Atleast 20-40 mesa conflicts in latest dup

atleast 20-40 mesa conflicts in latest dup

usr_40476@localhost:~> sudo zypper dup
Loading repository data...
Reading installed packages...
Warning: You are about to do a distribution upgrade with all enabled repositories. Make sure these repositories are compatible before you continue. See 'man zypper' for more information about this command.
Computing distribution upgrade...
3 Problems:
Problem: 1: the to be installed Mesa-32bit-24.2.7-1699.396.pm.1.x86_64 requires 'Mesa = 24.2.7', but this requirement cannot be provided
not installable providers: Mesa-24.2.7-1699.396.pm.1.i586[packman]
                   Mesa-24.2.7-393.1.x86_64[repo-oss]

Problem: 2: the to be installed Mesa-libGL1-32bit-24.2.7-1699.396.pm.1.x86_64 requires 'Mesa-32bit = 24.2.7', but this requirement cannot be provided
not installable providers: Mesa-32bit-24.2.7-1699.396.pm.1.x86_64[packman]
                   Mesa-32bit-24.2.7-393.1.x86_64[repo-oss]

Problem: 3: the installed Mesa-libGL1-32bit-24.2.6-1699.395.pm.1.x86_64 requires 'libgallium-24.2.6.so', but this requirement cannot be provided
deleted providers: Mesa-dri-32bit-24.2.6-1699.395.pm.4.x86_64


Problem: 1: the to be installed Mesa-32bit-24.2.7-1699.396.pm.1.x86_64 requires 'Mesa = 24.2.7', but this requirement cannot be provided
not installable providers: Mesa-24.2.7-1699.396.pm.1.i586[packman]
                   Mesa-24.2.7-393.1.x86_64[repo-oss]

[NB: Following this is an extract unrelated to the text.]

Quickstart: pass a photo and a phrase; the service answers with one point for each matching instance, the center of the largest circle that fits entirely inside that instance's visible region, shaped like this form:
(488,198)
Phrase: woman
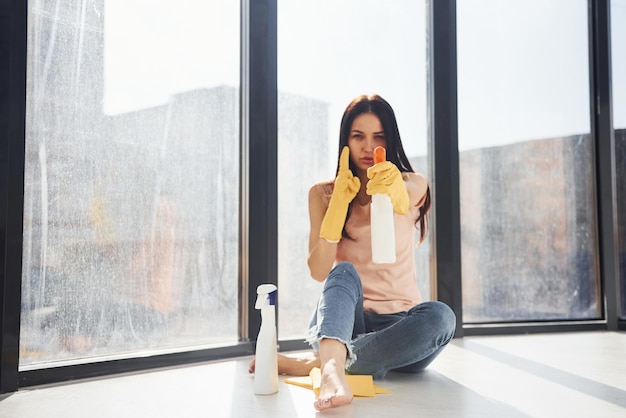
(370,318)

 Solution 1: Following actions will be done:
  keep obsolete Mesa-24.2.6-1699.395.pm.1.x86_64
  keep obsolete Mesa-gallium-24.2.6-1699.395.pm.4.x86_64
  keep obsolete Mesa-32bit-24.2.6-1699.395.pm.1.x86_64
 Solution 2: install Mesa-24.2.7-393.1.x86_64 from vendor openSUSE
  replacing Mesa-24.2.6-1699.395.pm.1.x86_64 from vendor http://packman.links2linux.de
 Solution 3: deinstallation of Mesa-32bit-24.2.6-1699.395.pm.1.x86_64
 Solution 4: install Mesa-24.2.7-1699.396.pm.1.i586 despite the inferior architecture
 Solution 5: break Mesa-32bit-24.2.7-1699.396.pm.1.x86_64 by ignoring some of its dependencies

Choose from above solutions by number or skip, retry or cancel [1/2/3/4/5/s/r/c/d/?] (c): 

the others show up after trying to install the new packages

Basic search…

is it safe to add --allow-vendor-change as a default? If so i would like to do that to make this less of a hassle in the future

btw the flag fixed my problem

Define “safe”.

If you needed to install packages from a specific “vendor”, you probably needed some functionality that is not available in the same packages from different “vendors”. Allowing zypper to silently switch to a different vendor means you suddenly lose this functionality without even being aware of it.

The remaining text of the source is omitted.